Reducing greenhouse-gas emissions is not enough to limit global warming to a level that wouldn't risk young people's future, according to a new study by a team of scientists who say we need negative emissions. Measures such as reforestation could accomplish much of the needed CO2 removal from the atmosphere, but continued high fossil fuel emissions would demand expensive technological solutions to extract CO2 and prevent dangerous warming. The study was published Tuesday in Earth System Dynamics, a journal of the European Geosciences Union.
"Continued high fossil fuel emissions would saddle young people with a massive, expensive cleanup problem and growing deleterious climate impacts, which should provide incentive and obligation for governments to alter energy policies without further delay," says lead-author James Hansen, a professor at the Columbia University Earth Institute in the US, formerly at the NASA Goddard Institute for Space Studies. The team estimates that today's young people may have to spend up to 500 trillion euros (577 trillion dollars) on technologies to extract carbon dioxide from the air, if high emissions continue.
In contrast, if rapid phase-down of fossil fuels starts soon, CO2 could be removed from the atmosphere at relatively low cost.

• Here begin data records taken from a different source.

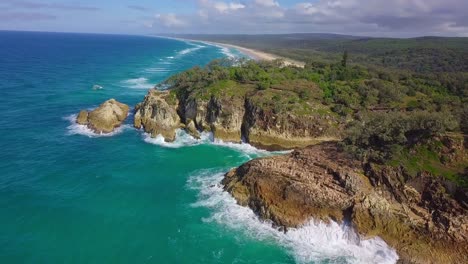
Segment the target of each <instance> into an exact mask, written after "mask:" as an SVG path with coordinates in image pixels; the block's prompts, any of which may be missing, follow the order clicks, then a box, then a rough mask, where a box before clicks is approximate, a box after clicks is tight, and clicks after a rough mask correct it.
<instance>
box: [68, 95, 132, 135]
mask: <svg viewBox="0 0 468 264" xmlns="http://www.w3.org/2000/svg"><path fill="white" fill-rule="evenodd" d="M128 111H129V107H128V105H126V104H123V103H120V102H118V101H116V100H115V99H110V100H107V101H105V102H104V103H102V104H101V105H100V106H99V107H98V108H96V109H94V110H93V111H86V110H82V111H80V113H79V114H78V116H77V119H76V122H77V123H78V124H80V125H86V126H88V128H90V129H92V130H93V131H94V132H96V133H99V134H101V133H104V134H106V133H111V132H113V131H114V130H115V129H116V128H117V127H119V126H121V125H122V123H123V122H124V121H125V119H126V118H127V115H128Z"/></svg>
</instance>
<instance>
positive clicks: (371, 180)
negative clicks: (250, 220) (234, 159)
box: [223, 143, 468, 263]
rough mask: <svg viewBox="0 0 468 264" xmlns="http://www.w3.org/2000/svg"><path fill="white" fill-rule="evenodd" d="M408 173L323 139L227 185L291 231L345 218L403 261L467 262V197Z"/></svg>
mask: <svg viewBox="0 0 468 264" xmlns="http://www.w3.org/2000/svg"><path fill="white" fill-rule="evenodd" d="M408 178H409V177H408V176H407V175H405V172H404V170H402V169H401V168H399V167H391V166H382V165H379V166H377V165H365V166H363V165H362V164H360V163H359V162H357V161H355V160H354V159H352V158H350V157H348V156H346V155H345V154H344V153H342V152H340V151H339V150H338V147H337V145H336V144H335V143H326V144H320V145H316V146H311V147H308V148H306V149H302V150H296V151H294V152H292V153H291V154H288V155H284V156H276V157H269V158H262V159H256V160H253V161H250V162H248V163H246V164H244V165H242V166H240V167H239V168H237V169H234V170H232V171H230V172H229V173H227V174H226V176H225V178H224V180H223V184H224V186H225V190H227V191H228V192H230V193H231V194H232V195H233V196H234V198H236V200H237V201H238V203H239V204H241V205H244V206H249V207H250V208H252V210H254V211H255V212H256V213H257V215H258V216H260V217H261V218H263V219H269V220H272V221H273V223H274V224H275V225H277V226H280V227H283V228H286V229H287V228H289V227H297V226H301V225H303V224H305V223H307V222H308V221H310V220H311V219H317V220H323V221H329V220H334V221H337V222H343V221H346V222H349V223H352V225H353V226H354V227H355V228H356V230H357V231H358V232H359V233H360V234H361V235H362V236H365V237H373V236H379V237H381V238H382V239H384V240H385V241H386V242H387V243H388V244H389V245H390V246H392V247H394V248H395V249H397V251H398V253H399V255H400V258H401V262H402V263H468V254H467V253H468V210H467V207H466V205H465V204H464V199H463V198H462V199H458V198H456V197H454V196H450V195H449V194H447V191H446V189H445V188H444V186H442V184H441V183H440V182H439V181H440V180H438V179H437V178H435V177H433V176H431V175H427V174H424V173H422V174H420V175H418V176H417V177H416V178H412V179H411V180H409V181H406V180H405V179H408ZM463 197H464V196H463ZM465 202H466V201H465Z"/></svg>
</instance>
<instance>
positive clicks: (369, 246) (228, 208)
mask: <svg viewBox="0 0 468 264" xmlns="http://www.w3.org/2000/svg"><path fill="white" fill-rule="evenodd" d="M222 179H223V173H222V172H219V171H213V170H205V171H201V172H198V173H196V174H194V175H193V176H191V177H190V178H189V180H188V183H187V184H188V188H190V189H192V190H196V191H198V193H199V194H198V201H197V202H195V203H193V204H192V206H193V207H204V208H208V209H210V210H211V211H212V213H211V215H210V216H209V217H208V218H205V219H203V221H205V222H208V223H213V222H214V223H217V224H221V225H223V226H227V227H228V228H230V229H234V230H236V231H239V232H240V233H241V234H243V235H245V236H250V237H252V238H254V239H258V240H261V241H266V242H271V243H274V244H278V245H280V246H282V247H284V248H285V249H286V250H287V251H288V252H289V253H290V254H291V255H292V256H293V257H294V259H295V260H296V262H298V263H315V262H320V263H322V262H325V263H379V264H390V263H396V262H397V260H398V255H397V253H396V251H395V250H394V249H392V248H390V247H389V246H388V245H387V244H386V243H385V242H384V241H383V240H382V239H380V238H372V239H362V238H360V237H359V235H358V234H357V233H356V232H355V231H354V230H353V229H352V228H350V227H348V226H346V225H339V224H337V223H335V222H331V223H330V224H326V223H324V222H317V221H310V222H309V223H308V224H306V225H304V226H303V227H300V228H291V229H289V230H288V231H287V232H283V231H280V230H278V229H275V228H274V227H273V226H272V224H271V222H268V221H261V220H260V219H259V218H258V217H257V216H256V215H255V214H254V212H253V211H252V210H251V209H250V208H248V207H243V206H240V205H238V204H237V202H236V200H235V199H234V198H233V197H232V196H231V195H230V194H229V193H227V192H225V191H224V190H223V187H222V185H221V183H220V182H221V180H222Z"/></svg>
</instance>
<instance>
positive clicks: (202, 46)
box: [173, 42, 206, 58]
mask: <svg viewBox="0 0 468 264" xmlns="http://www.w3.org/2000/svg"><path fill="white" fill-rule="evenodd" d="M186 44H188V45H191V46H193V48H187V49H184V50H181V51H179V52H177V57H180V56H183V55H187V54H189V53H192V52H195V51H197V50H200V49H203V48H206V46H203V45H198V44H195V43H193V42H186ZM173 58H174V57H173Z"/></svg>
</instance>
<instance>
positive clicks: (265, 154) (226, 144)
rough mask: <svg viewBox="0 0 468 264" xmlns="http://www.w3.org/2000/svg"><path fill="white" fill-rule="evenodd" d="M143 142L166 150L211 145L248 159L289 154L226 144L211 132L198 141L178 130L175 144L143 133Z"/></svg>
mask: <svg viewBox="0 0 468 264" xmlns="http://www.w3.org/2000/svg"><path fill="white" fill-rule="evenodd" d="M143 140H144V141H145V142H147V143H151V144H154V145H159V146H162V147H166V148H181V147H190V146H196V145H201V144H211V145H216V146H220V147H226V148H230V149H234V150H237V151H239V152H241V153H243V154H245V155H246V156H247V157H248V158H251V157H252V156H255V157H257V156H267V155H272V154H275V153H276V154H277V153H287V152H269V151H266V150H261V149H257V148H255V147H254V146H252V145H250V144H247V143H233V142H224V141H222V140H220V139H215V138H214V137H213V134H212V133H209V132H202V133H201V134H200V139H196V138H194V137H192V136H191V135H189V134H188V133H187V132H185V131H184V130H182V129H178V130H177V132H176V139H175V141H174V142H166V141H165V140H164V137H163V136H161V135H158V136H157V137H155V138H153V137H151V135H150V134H148V133H143Z"/></svg>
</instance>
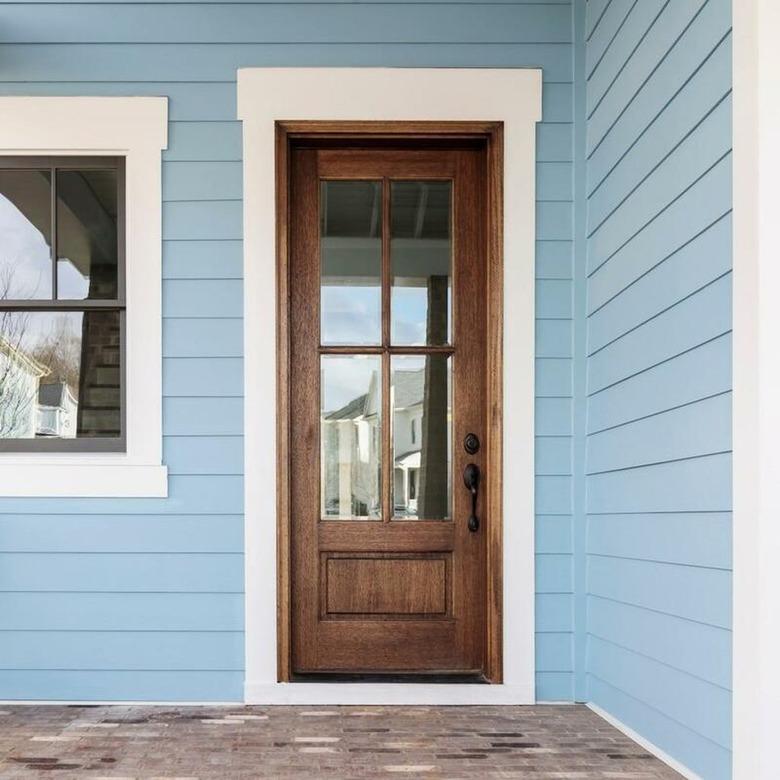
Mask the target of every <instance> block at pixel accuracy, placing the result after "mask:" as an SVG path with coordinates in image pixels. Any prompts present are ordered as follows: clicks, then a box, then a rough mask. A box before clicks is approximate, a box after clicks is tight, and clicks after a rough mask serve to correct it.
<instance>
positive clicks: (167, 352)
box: [163, 317, 244, 358]
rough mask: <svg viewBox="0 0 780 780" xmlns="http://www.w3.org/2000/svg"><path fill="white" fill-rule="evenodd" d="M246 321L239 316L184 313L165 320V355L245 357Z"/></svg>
mask: <svg viewBox="0 0 780 780" xmlns="http://www.w3.org/2000/svg"><path fill="white" fill-rule="evenodd" d="M243 342H244V323H243V321H242V320H240V319H238V318H234V319H228V318H221V319H215V318H212V319H206V318H197V317H181V318H177V319H166V320H164V321H163V356H164V357H166V358H240V357H243V354H244V348H243Z"/></svg>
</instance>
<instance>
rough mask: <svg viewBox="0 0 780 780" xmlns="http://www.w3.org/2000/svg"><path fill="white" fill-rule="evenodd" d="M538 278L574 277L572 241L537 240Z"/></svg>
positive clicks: (557, 278)
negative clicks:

Better agricultural and forestry practices, including reforestation and improving soils, would then be able to achieve most of the CO2 extraction needed to prevent global-warming's most dangerous consequences.
A safe target
Impacts of climate change include more frequent and severe heat waves, storms, floods and droughts, as well as sea-level rise, which could affect millions of people living in coastal areas. "Sea-level rise this century of say half a meter to a meter, which may be inevitable even if emissions decline, would have dire consequences; yet these are dwarfed by the humanitarian and economic disasters that would accompany sea-level rise of several meters," the team writes in their study, which has been peer-reviewed.